Green synthesis of glycolic acid through the electrocatalytic reduction of oxalic acid over black TiO2: An experimental and theoretical study
Hugo Olvera‐Vargas, Oscar Andrés Jaramillo‐Quintero, Luis Darío Alarcón León, O. Castro-Ocampo, Christian A. Celaya, Marina E. Rincón, Jesús Muñiz
Abstract
The image depicts the active sites of black TiO 2 surface where the electrocatalytic reduction of oxalic acid to produce glycolic acid takes place. Herein, we present the electrocatalytic four-electron hydrogenation of oxalic acid into glycolic acid using black TiO 2 as an electrocatalyst.

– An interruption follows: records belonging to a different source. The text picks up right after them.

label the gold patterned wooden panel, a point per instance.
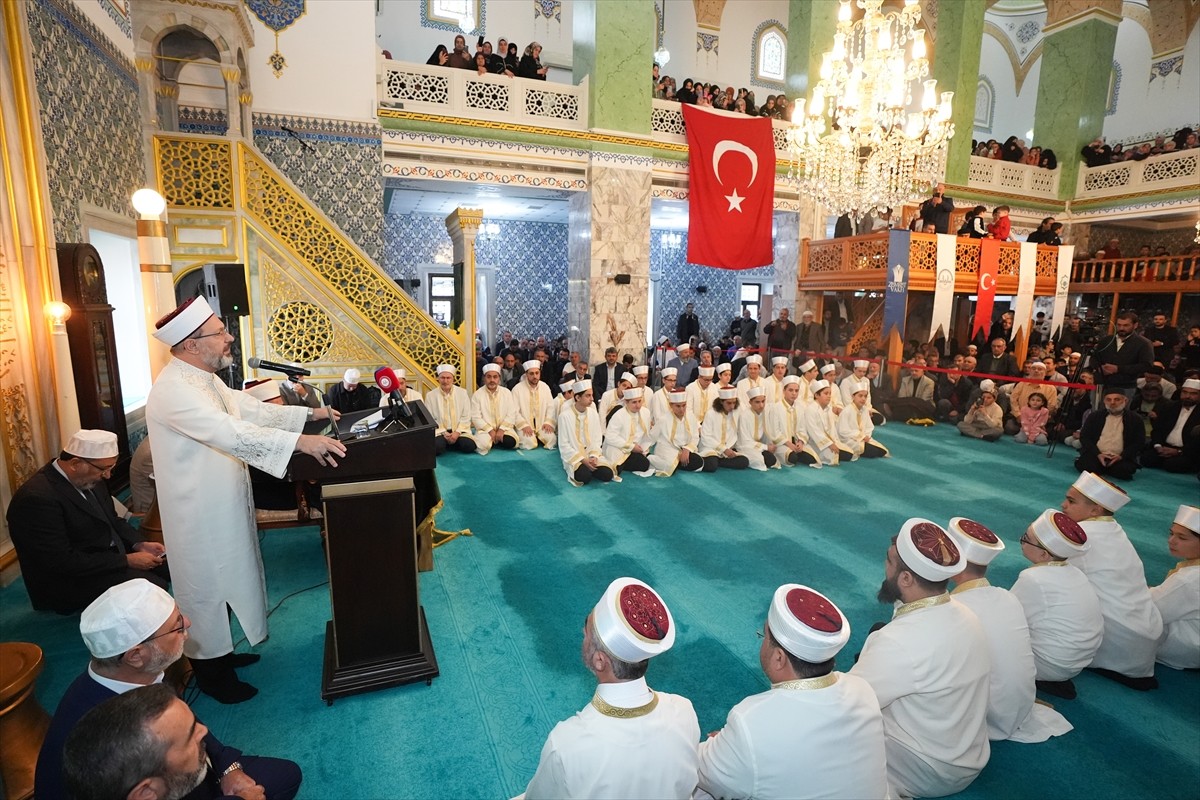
(318, 245)
(195, 173)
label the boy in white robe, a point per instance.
(1179, 596)
(1132, 623)
(1061, 608)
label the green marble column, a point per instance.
(810, 29)
(1073, 92)
(955, 66)
(615, 48)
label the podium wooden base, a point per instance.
(409, 668)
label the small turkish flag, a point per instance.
(731, 187)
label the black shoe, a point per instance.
(217, 679)
(1137, 684)
(1063, 689)
(244, 659)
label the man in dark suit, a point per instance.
(606, 374)
(69, 539)
(1175, 439)
(135, 631)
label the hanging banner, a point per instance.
(989, 264)
(943, 289)
(895, 298)
(1062, 284)
(1025, 284)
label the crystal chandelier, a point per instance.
(858, 145)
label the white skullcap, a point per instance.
(929, 551)
(93, 444)
(1061, 535)
(807, 624)
(263, 390)
(181, 323)
(1101, 492)
(633, 623)
(1188, 517)
(977, 542)
(124, 617)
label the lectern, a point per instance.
(377, 636)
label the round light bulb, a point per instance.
(149, 203)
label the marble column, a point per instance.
(787, 258)
(609, 246)
(955, 66)
(1073, 92)
(615, 49)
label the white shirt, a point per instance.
(823, 734)
(597, 756)
(1132, 623)
(929, 668)
(1063, 615)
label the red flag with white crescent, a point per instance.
(989, 265)
(731, 187)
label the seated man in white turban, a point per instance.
(929, 668)
(815, 728)
(629, 741)
(1061, 608)
(1012, 713)
(1132, 623)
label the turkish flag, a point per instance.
(731, 187)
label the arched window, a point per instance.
(769, 56)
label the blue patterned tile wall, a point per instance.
(339, 164)
(89, 109)
(528, 257)
(717, 307)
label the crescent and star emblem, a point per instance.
(727, 145)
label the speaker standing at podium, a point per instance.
(202, 435)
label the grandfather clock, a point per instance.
(94, 348)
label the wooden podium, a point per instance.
(377, 636)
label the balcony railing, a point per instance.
(459, 92)
(1005, 176)
(1168, 172)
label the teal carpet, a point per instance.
(505, 609)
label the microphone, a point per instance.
(255, 362)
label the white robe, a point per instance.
(1063, 615)
(827, 739)
(671, 435)
(450, 410)
(1012, 713)
(1132, 623)
(202, 437)
(753, 437)
(595, 756)
(491, 410)
(1179, 601)
(537, 408)
(929, 668)
(624, 431)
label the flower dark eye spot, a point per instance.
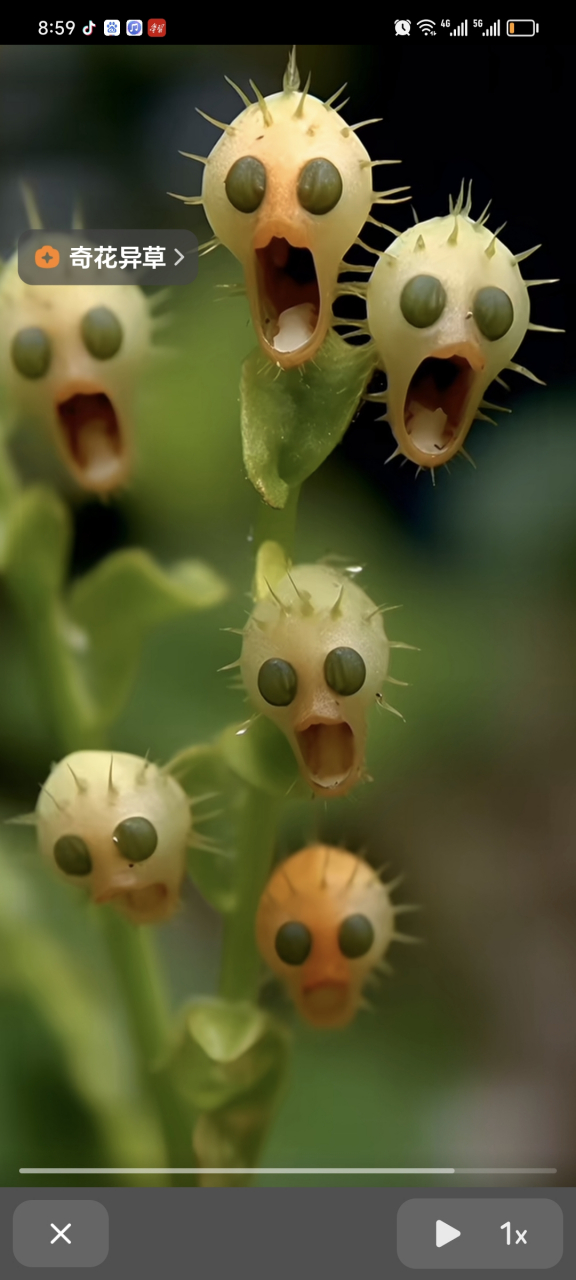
(423, 301)
(344, 671)
(278, 682)
(246, 184)
(319, 187)
(293, 942)
(493, 312)
(355, 936)
(31, 352)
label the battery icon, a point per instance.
(521, 27)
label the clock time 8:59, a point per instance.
(55, 28)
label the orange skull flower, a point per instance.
(287, 190)
(119, 827)
(314, 659)
(324, 923)
(447, 307)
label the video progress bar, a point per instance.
(282, 1171)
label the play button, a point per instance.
(446, 1233)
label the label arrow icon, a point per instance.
(446, 1233)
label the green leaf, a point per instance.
(224, 1050)
(206, 778)
(119, 602)
(292, 420)
(261, 755)
(69, 995)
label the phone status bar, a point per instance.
(493, 28)
(182, 30)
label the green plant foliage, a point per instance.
(229, 1061)
(124, 598)
(86, 643)
(213, 789)
(260, 754)
(293, 419)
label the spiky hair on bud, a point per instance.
(447, 307)
(287, 188)
(69, 360)
(324, 924)
(119, 827)
(314, 658)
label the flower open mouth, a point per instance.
(328, 753)
(92, 439)
(325, 997)
(437, 402)
(288, 295)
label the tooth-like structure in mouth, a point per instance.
(287, 190)
(314, 659)
(437, 401)
(92, 440)
(325, 999)
(447, 307)
(328, 752)
(324, 923)
(119, 827)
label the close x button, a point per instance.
(60, 1233)
(480, 1233)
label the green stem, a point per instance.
(67, 705)
(257, 831)
(135, 961)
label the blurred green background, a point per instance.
(469, 1054)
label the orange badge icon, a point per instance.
(46, 256)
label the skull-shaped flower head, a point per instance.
(119, 827)
(323, 926)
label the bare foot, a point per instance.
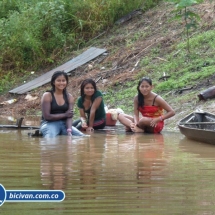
(127, 129)
(137, 129)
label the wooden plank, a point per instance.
(83, 58)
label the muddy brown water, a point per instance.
(110, 172)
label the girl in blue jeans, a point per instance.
(57, 109)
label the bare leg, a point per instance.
(137, 129)
(144, 123)
(126, 120)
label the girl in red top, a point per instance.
(151, 106)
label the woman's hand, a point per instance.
(69, 113)
(84, 126)
(90, 129)
(69, 132)
(154, 121)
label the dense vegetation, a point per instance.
(39, 33)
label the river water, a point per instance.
(110, 172)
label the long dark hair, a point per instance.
(140, 96)
(54, 77)
(84, 83)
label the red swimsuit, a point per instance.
(153, 112)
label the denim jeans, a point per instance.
(54, 128)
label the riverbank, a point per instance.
(147, 45)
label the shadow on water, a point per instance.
(109, 172)
(202, 150)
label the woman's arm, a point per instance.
(69, 119)
(46, 109)
(95, 106)
(162, 103)
(136, 111)
(83, 118)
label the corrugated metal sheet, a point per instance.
(85, 57)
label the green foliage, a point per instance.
(184, 11)
(36, 34)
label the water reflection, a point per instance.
(110, 172)
(200, 149)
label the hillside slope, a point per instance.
(129, 45)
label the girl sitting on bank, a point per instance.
(151, 106)
(91, 107)
(57, 109)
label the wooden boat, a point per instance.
(199, 126)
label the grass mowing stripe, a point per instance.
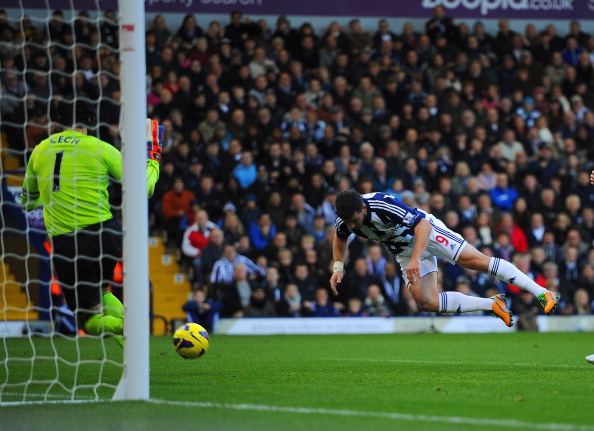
(411, 361)
(396, 416)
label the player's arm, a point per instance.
(30, 197)
(339, 249)
(422, 233)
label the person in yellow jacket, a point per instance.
(68, 173)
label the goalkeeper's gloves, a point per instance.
(154, 140)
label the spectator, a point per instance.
(245, 171)
(262, 232)
(195, 240)
(502, 194)
(176, 205)
(236, 293)
(223, 271)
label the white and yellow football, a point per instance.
(190, 341)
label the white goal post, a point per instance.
(38, 342)
(135, 378)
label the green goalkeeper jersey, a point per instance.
(68, 173)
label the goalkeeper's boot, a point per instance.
(549, 301)
(500, 309)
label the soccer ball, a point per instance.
(190, 341)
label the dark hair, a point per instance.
(348, 202)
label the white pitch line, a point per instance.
(411, 361)
(382, 415)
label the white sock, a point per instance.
(456, 302)
(508, 273)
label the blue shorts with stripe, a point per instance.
(443, 243)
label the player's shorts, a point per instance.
(84, 261)
(443, 243)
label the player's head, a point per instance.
(75, 113)
(349, 207)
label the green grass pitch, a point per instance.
(532, 381)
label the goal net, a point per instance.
(50, 49)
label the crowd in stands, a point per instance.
(492, 133)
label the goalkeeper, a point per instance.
(68, 173)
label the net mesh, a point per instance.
(47, 54)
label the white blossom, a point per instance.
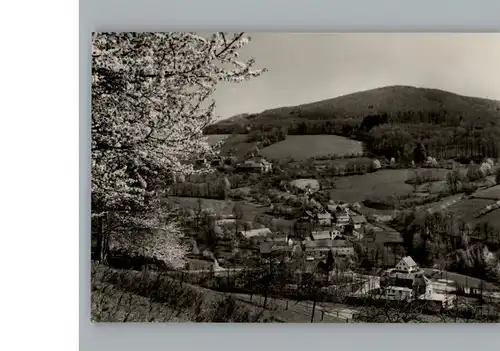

Oxalic acid is an abundant compound found in several sources of organic waste. The results showed a high selectivity of black TiO 2 toward glycolic acid, with the formation of glyoxylic acid being the rate-limiting step (glyoxylic acid is the two-electron intermediate). The highest Faradaic efficiency (FE) of 69.6% ± 8.3% was achieved at 10.2 mA cm −2 in 4 h of electrolysis using an H-type cell operated at room temperature, with 50.2% ± 3.8% of oxalic acid conversion (degradation kinetic constant k = 0.0042 ± 0.0001 min −1 ), 58.8% ± 7.0% of reaction yield and 1.2 ± 0.18 g L −1 of glycolic acid production. A theoretical model of black TiO 2 coming from anatase TiO 2 was implemented by introducing Ti 3+ defects, which gave black TiO 2 the theoretical capability to easily transform oxalic acid into glycolic acid as experimentally observed. The reaction mechanism was supported and described in detail by density functional theory calculations, which revealed that surface Ti 3+ states were the main catalytic sites. This is the first time that a detailed step-by-step mechanism at the atomic level has been proposed for this electrocatalytic reaction, which represents a valuable contribution to the understanding of this process of high energy/environmental interest. This is also the first time that black TiO 2 has been used as an electrocatalyst for this sustainable process.